During a recent forum hosted by Citi Philippines entitled “Driving Momentum in Digital Payments Transformation,” Citi Philippines CEO Paul Favila discussed the efforts to accelerate digital payments in the country and how businesses in particular stand to benefit from adopting digital payments.
“Digital payments are inherently safer, with transactions that are more secure, transparent, and traceable,” Favila said.
“They drive efficiency by automating processes, reducing manual effort, and minimizing risk, while providing clear visibility into cash flow and helping businesses lower costs while strengthening governance and control.”
Sustainability of the zero-fee

IMAGE CREDIT: Shutterstock
The move to waive transfer fees is not just for compliance; it is a broader competitive strategy in the industry. Banks are embracing this shift not because they are willing to lose revenue, but because they are focused on winning in the long run.
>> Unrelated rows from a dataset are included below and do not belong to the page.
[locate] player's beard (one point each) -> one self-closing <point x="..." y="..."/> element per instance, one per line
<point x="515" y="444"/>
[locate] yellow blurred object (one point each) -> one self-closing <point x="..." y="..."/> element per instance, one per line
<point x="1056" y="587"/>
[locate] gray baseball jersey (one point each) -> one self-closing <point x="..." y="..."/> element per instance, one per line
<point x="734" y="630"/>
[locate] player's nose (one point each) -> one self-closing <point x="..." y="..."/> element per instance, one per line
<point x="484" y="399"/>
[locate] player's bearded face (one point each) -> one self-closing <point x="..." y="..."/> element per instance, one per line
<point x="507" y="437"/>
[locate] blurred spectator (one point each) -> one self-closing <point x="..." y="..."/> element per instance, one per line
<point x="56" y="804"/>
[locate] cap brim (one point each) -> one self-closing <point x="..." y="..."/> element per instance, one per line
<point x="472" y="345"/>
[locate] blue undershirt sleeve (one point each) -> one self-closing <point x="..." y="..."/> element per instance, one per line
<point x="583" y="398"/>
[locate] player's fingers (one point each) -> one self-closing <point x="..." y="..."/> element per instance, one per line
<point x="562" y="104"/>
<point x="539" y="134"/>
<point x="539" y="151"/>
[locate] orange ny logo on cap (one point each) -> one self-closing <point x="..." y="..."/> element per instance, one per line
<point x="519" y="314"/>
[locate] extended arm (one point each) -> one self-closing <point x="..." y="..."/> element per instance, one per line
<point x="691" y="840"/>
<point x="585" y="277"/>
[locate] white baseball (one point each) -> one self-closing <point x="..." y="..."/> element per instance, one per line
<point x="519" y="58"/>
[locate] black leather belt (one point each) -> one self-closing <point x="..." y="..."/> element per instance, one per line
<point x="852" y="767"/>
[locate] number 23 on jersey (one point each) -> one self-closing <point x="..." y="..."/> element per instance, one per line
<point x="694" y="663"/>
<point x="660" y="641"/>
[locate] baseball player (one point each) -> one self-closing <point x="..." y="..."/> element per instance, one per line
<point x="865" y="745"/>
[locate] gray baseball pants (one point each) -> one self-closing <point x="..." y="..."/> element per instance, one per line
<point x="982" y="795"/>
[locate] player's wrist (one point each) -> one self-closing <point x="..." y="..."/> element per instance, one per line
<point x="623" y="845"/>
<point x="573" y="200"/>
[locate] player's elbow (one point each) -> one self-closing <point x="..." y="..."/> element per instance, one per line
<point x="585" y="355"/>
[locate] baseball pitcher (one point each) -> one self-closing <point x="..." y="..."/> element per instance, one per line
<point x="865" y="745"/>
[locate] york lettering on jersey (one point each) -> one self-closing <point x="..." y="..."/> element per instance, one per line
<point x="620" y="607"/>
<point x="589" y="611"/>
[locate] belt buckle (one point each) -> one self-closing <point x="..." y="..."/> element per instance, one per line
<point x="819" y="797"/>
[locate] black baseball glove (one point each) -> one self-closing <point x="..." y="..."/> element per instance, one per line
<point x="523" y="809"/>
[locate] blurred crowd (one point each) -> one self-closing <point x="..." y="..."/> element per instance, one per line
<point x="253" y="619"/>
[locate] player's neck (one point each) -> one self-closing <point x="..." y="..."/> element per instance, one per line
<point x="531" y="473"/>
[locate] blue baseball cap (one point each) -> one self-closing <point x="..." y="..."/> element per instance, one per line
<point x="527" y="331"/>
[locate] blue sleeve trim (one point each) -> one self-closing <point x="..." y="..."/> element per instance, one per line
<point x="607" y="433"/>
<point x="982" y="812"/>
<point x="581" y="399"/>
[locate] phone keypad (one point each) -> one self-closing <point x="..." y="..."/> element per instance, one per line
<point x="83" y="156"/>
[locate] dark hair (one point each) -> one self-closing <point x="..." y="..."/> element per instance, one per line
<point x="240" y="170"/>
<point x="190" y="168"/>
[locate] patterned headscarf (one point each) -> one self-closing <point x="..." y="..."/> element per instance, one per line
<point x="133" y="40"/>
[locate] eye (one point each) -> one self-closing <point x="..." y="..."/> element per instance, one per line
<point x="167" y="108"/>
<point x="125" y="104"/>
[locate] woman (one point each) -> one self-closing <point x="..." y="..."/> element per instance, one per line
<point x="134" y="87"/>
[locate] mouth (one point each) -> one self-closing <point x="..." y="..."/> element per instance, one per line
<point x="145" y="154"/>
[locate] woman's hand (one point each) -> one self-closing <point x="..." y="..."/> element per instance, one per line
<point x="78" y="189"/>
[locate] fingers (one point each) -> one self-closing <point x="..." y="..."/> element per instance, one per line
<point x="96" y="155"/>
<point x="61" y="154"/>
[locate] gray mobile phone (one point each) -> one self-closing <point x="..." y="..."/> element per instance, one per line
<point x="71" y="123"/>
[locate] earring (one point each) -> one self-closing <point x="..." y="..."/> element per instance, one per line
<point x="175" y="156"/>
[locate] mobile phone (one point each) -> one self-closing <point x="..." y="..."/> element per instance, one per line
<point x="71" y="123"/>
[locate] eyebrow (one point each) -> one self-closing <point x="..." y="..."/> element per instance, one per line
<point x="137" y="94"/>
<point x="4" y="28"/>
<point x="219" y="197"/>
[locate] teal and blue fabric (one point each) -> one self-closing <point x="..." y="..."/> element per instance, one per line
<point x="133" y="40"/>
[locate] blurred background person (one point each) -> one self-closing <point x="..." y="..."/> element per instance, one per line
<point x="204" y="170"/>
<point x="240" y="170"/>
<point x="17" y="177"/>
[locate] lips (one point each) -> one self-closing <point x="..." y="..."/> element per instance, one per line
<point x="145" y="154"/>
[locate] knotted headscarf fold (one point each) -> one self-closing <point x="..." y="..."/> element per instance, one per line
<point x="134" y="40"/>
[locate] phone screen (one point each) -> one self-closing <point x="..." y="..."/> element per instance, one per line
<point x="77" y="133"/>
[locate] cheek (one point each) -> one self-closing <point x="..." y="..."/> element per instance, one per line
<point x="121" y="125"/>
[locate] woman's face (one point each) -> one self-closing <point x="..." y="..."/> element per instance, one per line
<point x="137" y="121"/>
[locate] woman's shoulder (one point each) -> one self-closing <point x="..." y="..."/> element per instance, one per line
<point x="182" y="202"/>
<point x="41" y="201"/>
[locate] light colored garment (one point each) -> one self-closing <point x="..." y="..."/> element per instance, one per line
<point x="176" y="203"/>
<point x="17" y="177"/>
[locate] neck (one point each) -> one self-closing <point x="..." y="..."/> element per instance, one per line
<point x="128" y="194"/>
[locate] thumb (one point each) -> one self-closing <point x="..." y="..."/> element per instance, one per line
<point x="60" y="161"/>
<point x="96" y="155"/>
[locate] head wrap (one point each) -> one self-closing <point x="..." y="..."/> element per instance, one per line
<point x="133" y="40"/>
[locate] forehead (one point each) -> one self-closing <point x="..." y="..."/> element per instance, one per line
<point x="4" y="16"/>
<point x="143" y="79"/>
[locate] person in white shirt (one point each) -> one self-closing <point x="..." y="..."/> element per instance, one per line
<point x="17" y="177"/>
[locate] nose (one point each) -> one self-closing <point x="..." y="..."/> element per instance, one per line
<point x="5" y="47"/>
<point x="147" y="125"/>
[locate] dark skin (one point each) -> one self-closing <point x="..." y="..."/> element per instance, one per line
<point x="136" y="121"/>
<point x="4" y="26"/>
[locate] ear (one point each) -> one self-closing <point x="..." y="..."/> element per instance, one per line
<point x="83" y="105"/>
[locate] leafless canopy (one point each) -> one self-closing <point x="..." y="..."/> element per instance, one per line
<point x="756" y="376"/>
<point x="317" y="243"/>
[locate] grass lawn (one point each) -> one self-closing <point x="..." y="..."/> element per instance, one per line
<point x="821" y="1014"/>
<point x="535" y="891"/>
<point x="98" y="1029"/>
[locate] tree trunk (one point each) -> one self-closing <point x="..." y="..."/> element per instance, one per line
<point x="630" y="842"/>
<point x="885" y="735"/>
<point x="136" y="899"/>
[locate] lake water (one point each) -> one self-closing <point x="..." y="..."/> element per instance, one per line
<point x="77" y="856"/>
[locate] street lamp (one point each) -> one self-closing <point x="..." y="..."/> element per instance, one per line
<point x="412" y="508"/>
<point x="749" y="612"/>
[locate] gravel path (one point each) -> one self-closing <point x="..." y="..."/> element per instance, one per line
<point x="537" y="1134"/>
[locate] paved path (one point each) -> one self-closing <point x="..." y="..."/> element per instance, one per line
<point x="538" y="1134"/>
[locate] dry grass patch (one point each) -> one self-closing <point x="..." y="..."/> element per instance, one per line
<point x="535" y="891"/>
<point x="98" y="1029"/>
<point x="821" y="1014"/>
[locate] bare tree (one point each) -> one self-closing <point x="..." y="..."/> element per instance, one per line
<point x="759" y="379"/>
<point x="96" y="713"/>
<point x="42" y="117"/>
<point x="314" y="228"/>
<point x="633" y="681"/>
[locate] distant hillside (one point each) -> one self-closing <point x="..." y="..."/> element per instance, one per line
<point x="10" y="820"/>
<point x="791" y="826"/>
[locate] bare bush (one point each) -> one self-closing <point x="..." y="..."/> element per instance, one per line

Transfer fees can influence where customers choose to keep and move their money. They can influence customer loyalty and engagement. One reason is that consumers naturally compare costs, and this can influence where they choose to store and spend their money.
Although banks may lose fee income in the short term, stronger customer loyalty and higher deposit balances can offset those losses over time. With this retention of active users over the long term, many banks view waived transfer fees as a long-term customer acquisition and retention strategy rather than simply a short-term cost.
Essentially, what allows banks to absorb these fee cuts is their ability to generate income from other sources.
According to a financial and industry analysis, traditional banks have diversified revenue streams, with around 87% of their revenues coming from loans and deposits, while approximately 13% only comes from fees.
Meanwhile, the case is different for e-wallets, as their revenue model relies more heavily on fees and commissions, which account for around 90% of their revenues. This helps explain why many e-wallet providers have opted to reduce, rather than completely eliminate, transfer fees.
A look at the finish line

Close collaboration between business leaders, regulators, and corporate executives are gradually paving the way for the cash-lite society. Their shared agenda recognizes that cashless payments are no longer just a matter of technological convenience, but an economic imperative.
Now that transfer fees are disappearing, the digital finance ecosystem in the Philippines is entering its maturity phase. Consumer payment behavior is evolving rapidly. More Filipinos are using digital payments to buy groceries, pay bills, and send money to loved ones. At the same time, businesses — from sari-sari stores to large corporations — are increasingly integrating digital payments into their day-to-day operations.
As more banks eliminate transfer fees, consumers stand to benefit the most. Lower transaction costs make digital payments more affordable and accessible, encourage wider adoption, and support the country’s broader shift toward a more inclusive digital financial ecosystem.